Adairs shares battered as retailer reveals cost of store closures, Covid disruption
More than $175m has been wiped from the market value of Adairs after the retailer warned higher wage, warehousing and rent costs would hit margins.
More than $175m has been wiped from the market value of Adairs after the retailer warned store closures and other pandemic problems had cut sales by between $30m and $36m in the first six months of the financial year.
The company said the single most significant factor in the drop in sales and earnings – which will be between $14m and $18m lower than expected – were shutdowns in NSW and Victoria. It warned business costs would also be higher, with rising wage, warehousing and rent costs hitting margins.
Adair shares fell 82c, or 21.5 per cent, on Monday to close at $2.99.
Adair’s poor first-half results came as Dusk, a home fragrance retailer, said sales for the six months to the end of 2021 were down 12 per cent compared to the same period in the previous financial year at $80m.
It had also been impacted by pandemic-related store closures, with the number of trading days down 24 per cent.
“In addition, when stores were open, foot traffic in centres was significantly lower as many shoppers appear to have exercised caution as the potential risk of infection of the Omicron variant … escalated through December,” the company told investors.
Dusk shares fell 4.3 per cent on Monday to close at $2.70.
Wesfarmers last week warned that store closures and rising Covid-19 infections were harming sales at Kmart and Target.
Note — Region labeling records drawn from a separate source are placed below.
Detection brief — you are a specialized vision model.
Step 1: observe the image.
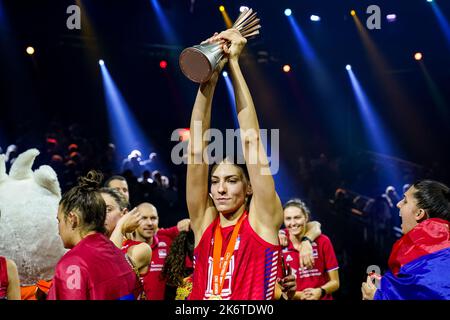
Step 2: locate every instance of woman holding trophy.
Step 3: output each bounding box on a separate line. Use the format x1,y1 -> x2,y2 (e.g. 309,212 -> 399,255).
186,28 -> 295,300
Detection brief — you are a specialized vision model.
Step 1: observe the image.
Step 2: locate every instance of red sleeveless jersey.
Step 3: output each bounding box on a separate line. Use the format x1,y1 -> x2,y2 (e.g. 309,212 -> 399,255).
189,217 -> 281,300
0,256 -> 9,299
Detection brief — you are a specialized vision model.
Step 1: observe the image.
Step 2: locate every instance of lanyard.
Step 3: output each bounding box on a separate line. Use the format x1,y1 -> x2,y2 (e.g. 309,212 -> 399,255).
212,212 -> 247,296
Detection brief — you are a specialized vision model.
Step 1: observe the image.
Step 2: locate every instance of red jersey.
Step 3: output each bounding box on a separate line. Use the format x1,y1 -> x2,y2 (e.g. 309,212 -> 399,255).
0,256 -> 9,299
122,226 -> 179,300
283,229 -> 339,300
189,217 -> 281,300
48,233 -> 137,300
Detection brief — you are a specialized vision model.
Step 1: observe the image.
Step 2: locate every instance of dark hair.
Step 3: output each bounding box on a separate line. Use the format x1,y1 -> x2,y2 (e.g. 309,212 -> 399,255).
209,157 -> 250,183
59,170 -> 106,233
99,188 -> 128,210
161,230 -> 194,287
103,176 -> 127,188
413,180 -> 450,221
283,198 -> 311,221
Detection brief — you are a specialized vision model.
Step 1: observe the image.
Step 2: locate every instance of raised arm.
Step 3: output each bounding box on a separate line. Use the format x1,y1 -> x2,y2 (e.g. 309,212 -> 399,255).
186,38 -> 227,245
219,29 -> 283,244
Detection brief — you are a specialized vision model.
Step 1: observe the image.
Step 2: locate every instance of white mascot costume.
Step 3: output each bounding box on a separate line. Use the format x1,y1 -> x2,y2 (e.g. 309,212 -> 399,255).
0,149 -> 65,296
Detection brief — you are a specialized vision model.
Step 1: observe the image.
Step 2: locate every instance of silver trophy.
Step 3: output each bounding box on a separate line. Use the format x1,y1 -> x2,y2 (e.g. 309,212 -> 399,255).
179,9 -> 261,83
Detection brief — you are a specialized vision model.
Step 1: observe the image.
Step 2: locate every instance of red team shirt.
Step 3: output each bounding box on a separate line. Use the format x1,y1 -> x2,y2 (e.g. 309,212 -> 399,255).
189,217 -> 281,300
0,256 -> 9,299
283,229 -> 339,300
48,233 -> 137,300
122,226 -> 183,300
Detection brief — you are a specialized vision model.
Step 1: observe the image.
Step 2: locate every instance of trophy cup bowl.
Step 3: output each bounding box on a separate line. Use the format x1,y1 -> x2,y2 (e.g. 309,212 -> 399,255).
179,9 -> 261,83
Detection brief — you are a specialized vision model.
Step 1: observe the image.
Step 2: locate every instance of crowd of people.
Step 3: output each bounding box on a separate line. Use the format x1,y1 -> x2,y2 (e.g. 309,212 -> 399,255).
0,29 -> 450,300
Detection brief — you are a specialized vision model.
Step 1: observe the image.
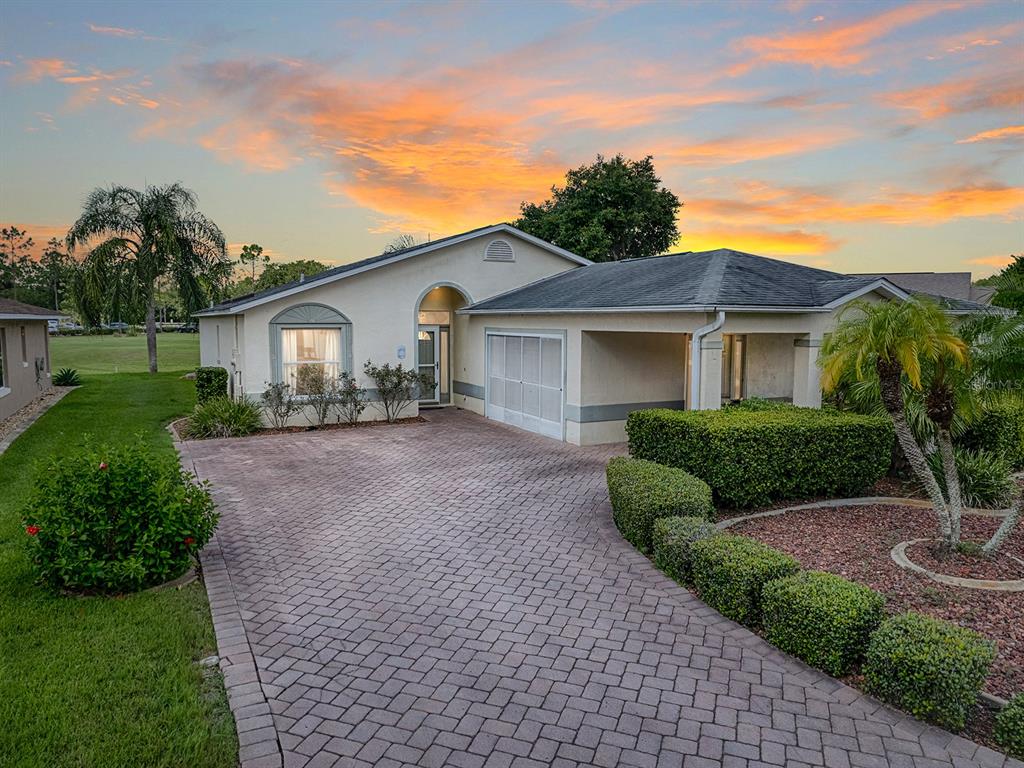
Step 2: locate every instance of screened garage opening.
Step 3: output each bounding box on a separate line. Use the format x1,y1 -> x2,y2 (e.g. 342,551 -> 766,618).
486,331 -> 565,440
Adairs said the lockdowns and other restrictions had reduced the number of store trading days by 31 per cent across its network. The worst affected states were NSW, where trading days were halved, and Victoria, down 48 per cent.
The retailer expects sales to edge down to $242m for the 26 weeks to December 26 from $243m in the prior year, but above the $180.3m booked for the same period in the 2020 financial year.
The total includes a $12.5m contribution from Focus on Furniture during Adairs’ 26 days of ownership.
Meanwhile, underlying earnings are expected to be between $32m and $33m, including a $2.8m contribution from Focus, which compares to $60.2m in the first half of the previous financial year and $22.6m in the 2020 financial year. Adairs told investors it was still negotiating rental rebates for store closure periods, but highlighted rising store occupancy costs as rebates fall from levels seen in late 2020.
Meanwhile, the retailer spent more on salary and wage costs while stores were closed, in the absence of JobKeeper.
Adairs also spent more on warehouse costs, following the decision to retain one of the Adairs distribution centres and slow its transition to a single, national distribution centre in light of Covid-related logistics disruptions across the country.
“Stock flow into Australia and New Zealand … remains inconsistent due to factory and shipping capacity disruptions across the region,” Adairs said. “Inventory was well managed in anticipation of these challenges, however there were significant disruptions to our domestic supply chain.
“While delivery capacity remains constrained, this continues to improve and there is high availability of product in our distribution centres and stores across all brands going into the second half of the 2022 financial year.”